At the end of the day though, it is all about being totally realistic and keeping it to the simple, but specific facts of how to apply your own training towards being able to run such a long distance event in the most efficient way possible.
However, as we know, keeping it simple is not always easy especially when realising that whilst we are now indeed into February, it does also mean that the first of the spring marathons is just a few weeks away for which many are now wondering if the training plan they are following or perhaps have not entirely followed I should say, means they may not be where they think they should be at this stage.
This of course is not just applicable to those who are worried about getting round and completing the distance, but to some of those more competent athletes whose confidence may have now waned a little with regards to what their original target time was.

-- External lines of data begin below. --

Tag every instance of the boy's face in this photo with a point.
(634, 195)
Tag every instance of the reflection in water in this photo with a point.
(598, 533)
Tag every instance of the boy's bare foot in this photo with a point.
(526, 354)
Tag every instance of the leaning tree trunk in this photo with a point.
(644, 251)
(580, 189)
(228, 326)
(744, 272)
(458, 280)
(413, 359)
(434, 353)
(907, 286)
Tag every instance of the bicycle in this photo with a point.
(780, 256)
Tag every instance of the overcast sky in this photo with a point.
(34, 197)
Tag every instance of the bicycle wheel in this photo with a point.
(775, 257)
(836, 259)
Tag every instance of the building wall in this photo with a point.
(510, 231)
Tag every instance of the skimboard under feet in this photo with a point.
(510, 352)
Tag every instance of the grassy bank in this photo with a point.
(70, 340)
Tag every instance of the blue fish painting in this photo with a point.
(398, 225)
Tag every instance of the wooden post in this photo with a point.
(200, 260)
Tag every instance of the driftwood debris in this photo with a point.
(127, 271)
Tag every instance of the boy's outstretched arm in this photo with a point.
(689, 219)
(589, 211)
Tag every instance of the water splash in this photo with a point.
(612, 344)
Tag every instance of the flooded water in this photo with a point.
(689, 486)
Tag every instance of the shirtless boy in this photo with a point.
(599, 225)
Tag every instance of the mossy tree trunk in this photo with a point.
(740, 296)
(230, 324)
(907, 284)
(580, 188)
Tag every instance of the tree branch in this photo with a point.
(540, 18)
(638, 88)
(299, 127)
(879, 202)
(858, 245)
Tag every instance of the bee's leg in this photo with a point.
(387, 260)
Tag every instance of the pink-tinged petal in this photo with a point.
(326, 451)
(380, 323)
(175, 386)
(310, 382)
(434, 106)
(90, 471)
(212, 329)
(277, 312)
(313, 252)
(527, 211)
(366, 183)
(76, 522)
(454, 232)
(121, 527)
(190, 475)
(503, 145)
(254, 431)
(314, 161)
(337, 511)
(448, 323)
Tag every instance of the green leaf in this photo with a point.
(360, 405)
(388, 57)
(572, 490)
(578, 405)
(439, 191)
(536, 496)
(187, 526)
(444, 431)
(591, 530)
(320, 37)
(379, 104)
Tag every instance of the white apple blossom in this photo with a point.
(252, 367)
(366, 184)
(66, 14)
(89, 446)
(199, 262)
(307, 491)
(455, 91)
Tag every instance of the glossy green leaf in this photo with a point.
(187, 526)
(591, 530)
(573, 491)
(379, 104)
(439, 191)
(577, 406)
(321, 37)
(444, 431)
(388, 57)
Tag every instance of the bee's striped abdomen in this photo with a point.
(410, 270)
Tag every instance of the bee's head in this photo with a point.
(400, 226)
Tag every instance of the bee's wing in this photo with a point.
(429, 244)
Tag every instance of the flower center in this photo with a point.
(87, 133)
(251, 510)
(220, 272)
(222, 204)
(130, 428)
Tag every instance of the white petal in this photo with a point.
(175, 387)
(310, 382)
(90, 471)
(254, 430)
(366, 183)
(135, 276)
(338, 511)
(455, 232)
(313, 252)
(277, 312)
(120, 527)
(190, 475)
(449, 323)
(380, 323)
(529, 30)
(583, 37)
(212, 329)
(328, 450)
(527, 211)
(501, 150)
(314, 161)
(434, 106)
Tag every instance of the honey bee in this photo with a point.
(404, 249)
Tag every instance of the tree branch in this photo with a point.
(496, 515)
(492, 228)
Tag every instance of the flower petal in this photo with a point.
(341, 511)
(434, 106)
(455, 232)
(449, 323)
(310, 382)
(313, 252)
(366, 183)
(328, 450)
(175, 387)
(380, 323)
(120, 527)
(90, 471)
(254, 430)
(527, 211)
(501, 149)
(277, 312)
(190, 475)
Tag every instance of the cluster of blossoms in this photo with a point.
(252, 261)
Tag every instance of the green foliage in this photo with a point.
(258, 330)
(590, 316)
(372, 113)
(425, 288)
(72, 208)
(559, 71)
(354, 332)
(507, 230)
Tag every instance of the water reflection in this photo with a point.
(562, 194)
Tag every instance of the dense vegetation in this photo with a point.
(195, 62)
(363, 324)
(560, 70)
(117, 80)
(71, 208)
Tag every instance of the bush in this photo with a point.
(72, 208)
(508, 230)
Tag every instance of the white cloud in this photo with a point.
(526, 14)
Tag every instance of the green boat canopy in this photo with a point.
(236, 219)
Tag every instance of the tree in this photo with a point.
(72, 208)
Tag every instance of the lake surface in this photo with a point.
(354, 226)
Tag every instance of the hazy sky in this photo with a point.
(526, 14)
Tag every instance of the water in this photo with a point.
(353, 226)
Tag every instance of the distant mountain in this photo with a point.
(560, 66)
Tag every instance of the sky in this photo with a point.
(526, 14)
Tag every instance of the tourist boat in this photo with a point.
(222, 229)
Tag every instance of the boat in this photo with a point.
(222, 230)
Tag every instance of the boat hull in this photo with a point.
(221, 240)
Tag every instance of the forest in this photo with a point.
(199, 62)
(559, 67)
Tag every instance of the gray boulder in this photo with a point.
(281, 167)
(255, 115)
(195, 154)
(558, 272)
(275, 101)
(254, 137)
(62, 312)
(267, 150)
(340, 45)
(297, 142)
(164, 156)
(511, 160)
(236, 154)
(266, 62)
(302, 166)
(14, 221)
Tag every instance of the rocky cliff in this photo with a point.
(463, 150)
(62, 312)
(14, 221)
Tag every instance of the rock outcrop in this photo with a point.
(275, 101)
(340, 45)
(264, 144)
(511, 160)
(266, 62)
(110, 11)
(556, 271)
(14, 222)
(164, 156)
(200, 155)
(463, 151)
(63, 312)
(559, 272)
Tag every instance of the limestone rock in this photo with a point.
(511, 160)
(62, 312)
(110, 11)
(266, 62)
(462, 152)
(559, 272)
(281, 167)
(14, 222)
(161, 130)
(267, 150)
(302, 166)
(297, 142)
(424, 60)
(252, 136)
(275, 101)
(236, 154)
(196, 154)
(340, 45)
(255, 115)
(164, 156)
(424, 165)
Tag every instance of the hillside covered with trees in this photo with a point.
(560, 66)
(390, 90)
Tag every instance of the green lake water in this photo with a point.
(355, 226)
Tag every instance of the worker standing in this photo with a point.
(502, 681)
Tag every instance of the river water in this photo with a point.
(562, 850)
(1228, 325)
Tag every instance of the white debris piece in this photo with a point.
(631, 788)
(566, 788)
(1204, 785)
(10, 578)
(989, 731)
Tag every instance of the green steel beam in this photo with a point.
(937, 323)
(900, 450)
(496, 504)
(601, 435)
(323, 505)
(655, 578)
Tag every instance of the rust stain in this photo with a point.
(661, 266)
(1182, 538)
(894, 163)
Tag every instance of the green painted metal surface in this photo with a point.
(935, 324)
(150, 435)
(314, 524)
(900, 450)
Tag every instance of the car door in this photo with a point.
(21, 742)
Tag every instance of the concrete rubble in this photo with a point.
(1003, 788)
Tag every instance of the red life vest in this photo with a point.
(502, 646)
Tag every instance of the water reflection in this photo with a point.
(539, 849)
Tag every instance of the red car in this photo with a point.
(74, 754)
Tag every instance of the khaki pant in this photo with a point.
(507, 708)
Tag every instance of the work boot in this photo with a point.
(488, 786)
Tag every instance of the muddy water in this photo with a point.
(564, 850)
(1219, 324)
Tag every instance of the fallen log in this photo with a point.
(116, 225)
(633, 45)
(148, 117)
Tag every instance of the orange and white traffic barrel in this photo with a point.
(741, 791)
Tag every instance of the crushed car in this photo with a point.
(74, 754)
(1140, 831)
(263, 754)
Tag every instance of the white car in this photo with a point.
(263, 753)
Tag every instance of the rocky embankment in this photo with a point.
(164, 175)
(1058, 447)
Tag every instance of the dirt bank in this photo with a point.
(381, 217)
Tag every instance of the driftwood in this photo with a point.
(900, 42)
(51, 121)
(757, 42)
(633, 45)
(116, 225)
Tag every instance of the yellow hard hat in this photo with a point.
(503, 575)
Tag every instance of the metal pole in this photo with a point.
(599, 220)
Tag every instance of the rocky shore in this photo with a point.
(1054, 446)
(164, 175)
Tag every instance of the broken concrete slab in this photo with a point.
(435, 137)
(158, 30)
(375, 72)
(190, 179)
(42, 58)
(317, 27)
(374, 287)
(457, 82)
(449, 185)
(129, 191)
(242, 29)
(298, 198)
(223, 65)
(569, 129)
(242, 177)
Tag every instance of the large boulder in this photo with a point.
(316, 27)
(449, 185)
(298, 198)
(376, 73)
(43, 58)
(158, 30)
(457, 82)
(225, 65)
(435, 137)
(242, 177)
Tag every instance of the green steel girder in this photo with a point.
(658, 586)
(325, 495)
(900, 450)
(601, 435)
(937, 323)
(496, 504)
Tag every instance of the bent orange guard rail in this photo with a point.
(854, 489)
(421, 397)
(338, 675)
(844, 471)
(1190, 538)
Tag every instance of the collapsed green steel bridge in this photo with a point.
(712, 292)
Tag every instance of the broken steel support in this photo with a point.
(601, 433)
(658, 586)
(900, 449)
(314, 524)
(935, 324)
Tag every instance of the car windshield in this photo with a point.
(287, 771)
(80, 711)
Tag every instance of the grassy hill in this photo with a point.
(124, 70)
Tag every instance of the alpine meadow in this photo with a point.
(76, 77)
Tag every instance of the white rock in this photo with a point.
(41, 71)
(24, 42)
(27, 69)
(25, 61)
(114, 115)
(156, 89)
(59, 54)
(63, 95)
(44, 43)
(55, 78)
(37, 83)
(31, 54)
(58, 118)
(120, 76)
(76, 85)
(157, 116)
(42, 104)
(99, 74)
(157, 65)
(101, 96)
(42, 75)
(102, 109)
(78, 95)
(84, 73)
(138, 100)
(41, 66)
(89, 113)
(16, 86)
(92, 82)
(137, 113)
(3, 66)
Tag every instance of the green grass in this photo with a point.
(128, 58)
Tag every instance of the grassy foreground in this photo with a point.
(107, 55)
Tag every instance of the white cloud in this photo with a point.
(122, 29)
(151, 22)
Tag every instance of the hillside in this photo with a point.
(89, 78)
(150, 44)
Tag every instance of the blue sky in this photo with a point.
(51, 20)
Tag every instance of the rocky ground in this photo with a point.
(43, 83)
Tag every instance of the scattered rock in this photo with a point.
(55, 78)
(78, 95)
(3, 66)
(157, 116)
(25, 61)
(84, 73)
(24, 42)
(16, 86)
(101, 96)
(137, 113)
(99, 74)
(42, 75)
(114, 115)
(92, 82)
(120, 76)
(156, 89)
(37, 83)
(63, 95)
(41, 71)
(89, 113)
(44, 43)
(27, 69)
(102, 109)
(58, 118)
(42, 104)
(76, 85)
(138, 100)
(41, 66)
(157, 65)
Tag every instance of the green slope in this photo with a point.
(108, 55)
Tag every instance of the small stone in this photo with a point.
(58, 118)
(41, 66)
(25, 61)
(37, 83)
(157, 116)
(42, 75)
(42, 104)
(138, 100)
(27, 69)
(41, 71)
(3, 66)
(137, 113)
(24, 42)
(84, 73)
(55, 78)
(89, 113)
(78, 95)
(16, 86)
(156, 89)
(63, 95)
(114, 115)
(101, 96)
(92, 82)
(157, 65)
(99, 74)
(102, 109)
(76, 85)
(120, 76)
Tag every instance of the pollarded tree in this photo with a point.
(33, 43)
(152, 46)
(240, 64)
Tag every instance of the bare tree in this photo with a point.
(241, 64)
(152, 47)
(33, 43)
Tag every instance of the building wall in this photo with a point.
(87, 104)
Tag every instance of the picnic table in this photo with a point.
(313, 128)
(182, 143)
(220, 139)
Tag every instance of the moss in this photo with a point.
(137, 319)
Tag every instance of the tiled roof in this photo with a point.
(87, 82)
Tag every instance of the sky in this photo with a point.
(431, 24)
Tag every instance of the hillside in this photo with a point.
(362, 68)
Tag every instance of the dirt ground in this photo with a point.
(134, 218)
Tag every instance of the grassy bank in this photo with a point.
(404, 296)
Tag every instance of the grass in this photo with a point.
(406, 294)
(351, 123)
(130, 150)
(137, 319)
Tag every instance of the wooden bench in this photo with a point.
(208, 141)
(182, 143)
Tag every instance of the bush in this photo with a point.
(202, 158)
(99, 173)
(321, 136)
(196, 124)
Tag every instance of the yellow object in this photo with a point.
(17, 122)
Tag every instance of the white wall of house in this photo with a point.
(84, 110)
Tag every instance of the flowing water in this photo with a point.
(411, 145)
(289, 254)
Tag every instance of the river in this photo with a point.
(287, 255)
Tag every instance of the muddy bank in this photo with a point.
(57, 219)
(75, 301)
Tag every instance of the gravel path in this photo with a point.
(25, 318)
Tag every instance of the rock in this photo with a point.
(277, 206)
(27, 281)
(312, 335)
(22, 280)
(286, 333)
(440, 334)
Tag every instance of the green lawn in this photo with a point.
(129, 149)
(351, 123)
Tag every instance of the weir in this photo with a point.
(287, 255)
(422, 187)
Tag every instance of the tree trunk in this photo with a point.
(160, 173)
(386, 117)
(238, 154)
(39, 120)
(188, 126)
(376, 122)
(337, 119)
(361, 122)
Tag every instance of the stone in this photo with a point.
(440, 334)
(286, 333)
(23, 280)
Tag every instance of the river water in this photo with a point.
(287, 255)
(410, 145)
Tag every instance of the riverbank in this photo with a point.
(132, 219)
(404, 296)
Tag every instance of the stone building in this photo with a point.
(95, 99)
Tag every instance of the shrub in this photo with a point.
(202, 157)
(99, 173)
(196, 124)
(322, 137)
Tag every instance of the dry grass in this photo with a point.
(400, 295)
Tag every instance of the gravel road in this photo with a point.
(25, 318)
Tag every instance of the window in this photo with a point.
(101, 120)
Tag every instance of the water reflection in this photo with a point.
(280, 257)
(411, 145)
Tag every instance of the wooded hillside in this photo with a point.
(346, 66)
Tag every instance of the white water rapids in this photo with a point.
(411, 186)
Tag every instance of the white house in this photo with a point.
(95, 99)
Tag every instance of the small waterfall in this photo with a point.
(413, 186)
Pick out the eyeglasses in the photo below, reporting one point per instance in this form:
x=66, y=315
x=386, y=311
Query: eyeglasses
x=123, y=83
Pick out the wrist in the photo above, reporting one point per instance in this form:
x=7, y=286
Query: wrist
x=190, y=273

In other words as we get ever nearer, it is easy for doubts to start creeping in if we let them.
This is also when it is so easy to get caught up searching for further advice and even looking for short cuts in the hope of finding the secret to a better and perhaps easier way to achieve the much wanted final result.
Let's face it, there is all sorts of available advice and info out there whereby sometimes you can end up spending more time talking about it than what it actually takes to do the training miles if you aren't careful.
Unfortunately all this ends up doing is leading to a sea of confusion, especially if you haven't heard the answer you might be looking for amongst all the various opinions.
Amongst all those varying opinions of course is mine for which I will always say that there are no magic wands so don't waste time looking for them and beyond that I will continue to say, look at exactly where you are currently at and then reassess your goals realistically if you deep down think you need to.
Once you have done that, you need to focus on your own training and most importantly don't start worrying about where are others may say they are at with theirs and take it one week at a time to be able to further adjust or amend if you need to.
The amount of times I have heard first time potential marathoners worrying that people they know have already got up to nearly 20 miles in training whereas they haven't even got up to half way yet i.e. 13 miles.
My answer to that might be: "yes, but those who are already nearly up to twenty milers in training have run several marathons before and have been running longer than you," or "yes, but you have had a setback with an injury or illness, whereas each time you go out to do your weekly or fortnightly long run, it's the furthest you have ever run for which your body will need more recovery time."
It is all about gently applying the stress and work load to allow the body time to adapt and of course become more efficient when it comes to meeting the demands.
Unfortunately for those who try to play catch up or do too much, too soon, they just end up increasing the risk of breaking down through injury or fatigue and hence why I said at the start of this column it is all about keeping it simple and realistic.
If you are lucky enough to have a coach who is there to advise and guide you which all running clubs will have, then listen to what they say and most importantly be confident in their knowledge. However, and most importantly be confident in your own belief that when you do eventually make it to the start line, you will be in the best shape you can possibly be in during what will have been your own personal journey to get there. That in itself can make those final 26.2 miles seem far less of a challenge.